Foram horas... O silêncio passou a dar lugar a ruídos que não sabia definir... Aos poucos foram ficando mais altos... Passei a imaginar que seriam vozes... Diferentes vozes. Mas, eram gemidos, como se neles houvesse dor... Eram lamentos... Söns que assemelhavam-se aos de animais desconhecidos. Animais em dor, sendo abatidos, e que, às vezes, se confundiam com gritos, como um clamor descontrolado.
A angústia tomava conta de mim... Sentia náuseas. Eu só queria me encolher e apertar o estômago com as mãos para evitar o mal estar... Já me via espremido na sensação de pressão que me fazia esmagar por dentro... Já estava ao ponto de não suportar mais e abandonar aquele artifício e me lançar ao desconhecido para tentar amenizar todo aquele absurdo que acontecia em mim... Eu queria gritar!
Quase me abandonando à própria angustia olhei para baixo e notei uma luz vermelha... Uma luz que passou a crescer e mudar de cor, enquanto eu ainda resistia àquele desespero... Um luz que se expandia e já era vermelho, amarelo, laranja, e se intensificava e se avolumava mais cada vez que eu descia e sofria... Uma luz que se agigantava e se formou um mar que se aquecia e explodia como lava... Fervia.
Eu já vomitava e derretia... O calor me evaporava os sentidos... Eram horrores e gritos. Eram as dores do fundo infinito...
Eu já não aguentava mais... Agachei quase em transe, com uma mão segurava o vomito e com a outra uma das correntes, enquanto o mar de fogo já explodia quase lambendo e desmanchando meus pés...
Hipnotizado e sentindo, em último delírio, o impulso de me atirar de vez, uma bolha estourou e uma mão emergiu do meio da lava flamejante como se clamasse para que eu a segurasse...
Num ultimo surto de consciência e esforço, segurando na corrente, estiquei meu braço e lhe estendi a mão... Meus dedos tocaram aqueles dedos que derretiam e borbulhavam... Então, como por detalhe, apertamos as mãos. Nunca senti tanta dor na vida...
Foi como se eu estivesse sendo marcado a ferro quente... Grudados enquanto derretíamos juntos, lutei para não ser lançado em fervura e num movimento de sobrevivência forcei para que o retirasse dali...
Envolto em dores fui forçando a retirada daquela criatura da lava até que ele se agarrou noutra corrente e conseguiu se sustentar...
Eu sofria... Afastei-me dele. Fiquei em outra extremidade do candelabro, enquanto ele dilacerado se debatia e se retorcia sobre a estrutra.

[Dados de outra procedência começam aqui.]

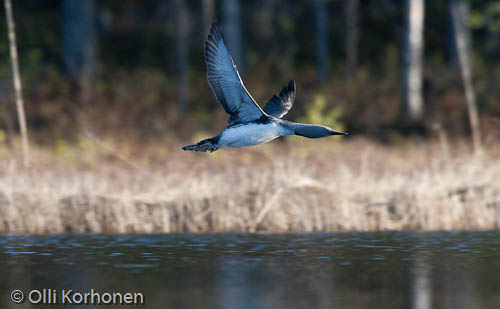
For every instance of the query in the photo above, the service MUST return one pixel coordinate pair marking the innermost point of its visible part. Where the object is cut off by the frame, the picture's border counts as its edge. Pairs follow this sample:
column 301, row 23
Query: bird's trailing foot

Aos poucos fui conseguindo respirar e suportar o sofrimento... Enfim, largado como trapo de pano pano, ela ficou como um pedaço de carne pendurado num varal, parado como se estivesse morto...
O candelabro voltou a balançar, só que dessa vez passou a subir. Um tranco pra cima e um balanço pra trás... Pra cima e pra trás... Pra cima...
Subia desmaiado...
Chegamos no último tranco e despertei.
A porta se abriu e fomos lançados para fora! Estamos jogados no centro do grande salão inicial.
As pessoas saíam pelas mesmas portas laterais que entraram enquanto nos olhavam largados no salão...
Então, ao meu lado, aquela criatura se levantou.
Se fez homem...
Olhou-me nos olhos, sorriu como se me agradecesse, mas não falou nada e foi embora...
Ergui-me!
A porta da rua se abriu e, cambaleante e exausto, também fui....
Essa noite foi quarta vez que sonhei voltando de lá trazendo alguém.